As User Stories are completed throughout a Sprint, the amount of actual work required can be tracked as a metric. In some cases, the amount of actual work will be either greater or smaller than the original user story point estimate.
In those cases, the developer will require to enter a number that is either above or below the original estimate.
During planning, teams use a User Story Point scale (Fibonacci or similar) to measure the amount of effort for each User Story. Common estimating methods include powers of 2 (1, 2, 4, 8), the Fibonacci sequence (1, 2, 3, 5, 8, etc.), or similar.

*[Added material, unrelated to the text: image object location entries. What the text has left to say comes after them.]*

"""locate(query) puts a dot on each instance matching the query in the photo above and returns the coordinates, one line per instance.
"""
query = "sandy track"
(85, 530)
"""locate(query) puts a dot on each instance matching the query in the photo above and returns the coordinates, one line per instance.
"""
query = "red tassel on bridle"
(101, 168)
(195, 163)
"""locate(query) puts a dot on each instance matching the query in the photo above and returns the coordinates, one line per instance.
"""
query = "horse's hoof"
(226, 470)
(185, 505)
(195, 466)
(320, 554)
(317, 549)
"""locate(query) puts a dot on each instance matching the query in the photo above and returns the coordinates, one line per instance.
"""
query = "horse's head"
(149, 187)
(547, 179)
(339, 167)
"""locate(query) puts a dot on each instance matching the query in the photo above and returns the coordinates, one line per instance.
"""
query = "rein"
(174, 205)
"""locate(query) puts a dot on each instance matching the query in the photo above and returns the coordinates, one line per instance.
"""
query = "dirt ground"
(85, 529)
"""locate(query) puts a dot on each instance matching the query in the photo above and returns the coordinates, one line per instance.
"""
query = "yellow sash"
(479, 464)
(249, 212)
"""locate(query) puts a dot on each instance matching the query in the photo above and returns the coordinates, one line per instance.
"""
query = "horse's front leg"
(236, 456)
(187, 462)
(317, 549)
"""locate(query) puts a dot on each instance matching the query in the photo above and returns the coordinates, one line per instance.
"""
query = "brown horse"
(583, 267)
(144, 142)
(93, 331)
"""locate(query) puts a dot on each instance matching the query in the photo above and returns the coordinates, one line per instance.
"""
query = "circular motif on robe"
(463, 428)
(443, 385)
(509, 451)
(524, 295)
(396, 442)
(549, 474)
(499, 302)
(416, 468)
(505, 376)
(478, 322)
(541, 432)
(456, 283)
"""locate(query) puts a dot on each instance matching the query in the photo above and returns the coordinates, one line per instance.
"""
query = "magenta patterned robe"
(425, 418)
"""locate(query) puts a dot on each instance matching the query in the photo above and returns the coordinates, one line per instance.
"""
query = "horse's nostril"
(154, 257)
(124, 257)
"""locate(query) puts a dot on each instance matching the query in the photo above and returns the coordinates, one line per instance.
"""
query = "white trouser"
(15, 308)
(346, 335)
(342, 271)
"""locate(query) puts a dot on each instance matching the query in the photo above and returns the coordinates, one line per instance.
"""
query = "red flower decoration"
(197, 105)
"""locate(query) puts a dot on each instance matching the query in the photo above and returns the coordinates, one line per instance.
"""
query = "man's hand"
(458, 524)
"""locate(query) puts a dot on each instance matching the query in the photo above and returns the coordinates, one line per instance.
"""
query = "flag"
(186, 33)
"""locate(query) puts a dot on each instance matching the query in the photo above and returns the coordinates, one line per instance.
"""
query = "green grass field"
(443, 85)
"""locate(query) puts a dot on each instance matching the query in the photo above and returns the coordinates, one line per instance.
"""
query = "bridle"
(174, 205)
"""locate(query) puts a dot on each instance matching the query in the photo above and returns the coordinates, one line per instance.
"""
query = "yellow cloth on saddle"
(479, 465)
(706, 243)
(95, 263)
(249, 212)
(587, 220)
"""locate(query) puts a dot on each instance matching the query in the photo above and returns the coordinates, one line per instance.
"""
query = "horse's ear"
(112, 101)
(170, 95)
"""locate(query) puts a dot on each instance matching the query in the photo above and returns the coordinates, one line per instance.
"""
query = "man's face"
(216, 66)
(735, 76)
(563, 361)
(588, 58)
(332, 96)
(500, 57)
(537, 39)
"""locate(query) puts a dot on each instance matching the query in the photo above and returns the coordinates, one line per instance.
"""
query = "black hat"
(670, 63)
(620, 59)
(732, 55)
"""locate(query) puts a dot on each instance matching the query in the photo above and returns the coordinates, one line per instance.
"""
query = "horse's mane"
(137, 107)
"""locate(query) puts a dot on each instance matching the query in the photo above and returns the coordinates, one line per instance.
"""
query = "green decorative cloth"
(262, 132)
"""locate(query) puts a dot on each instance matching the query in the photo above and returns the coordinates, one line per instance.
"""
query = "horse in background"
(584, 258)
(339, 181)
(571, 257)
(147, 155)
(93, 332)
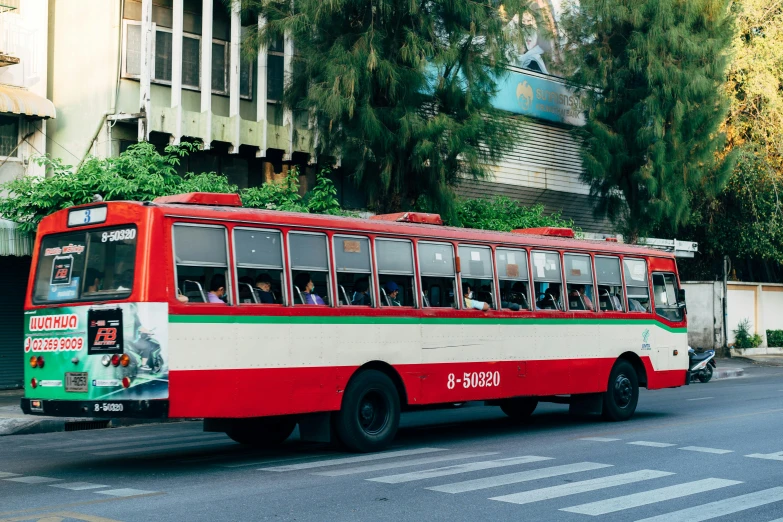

The purpose of this scales is to reflect the level of uncertainty associated with estimating how much effort will the task take, as tasks become bigger. For example, for a small task, such as reading an email, you can have a very accurate estimate of how long will it take you to read it; the level of uncertainty is small. But as the size of a task increases, i.e. reply to 50 different emails, it's more difficult to know exactly how much effort will it take; the level of uncertainty on your estimates will grow exponentially.
I have been reading and browsing for a while, trying to answer the following question without much success:
After completing a User Story, the amount of actual work required is different from the original estimate. Since uncertainty is gone now, should the amount of actual work reflect a value in the User Story Point scale? Or, on the other hand, is there freedom to use more accurate values? now that the implementor knows exactly how much effort he required to complete the User Story.
My reasoning behind this is that, by tracking actual work with more accurate values than those provided by the scale (Fibonacci or others), the team will get a more accurate metric, that will later impact their velocity on the mid/long term.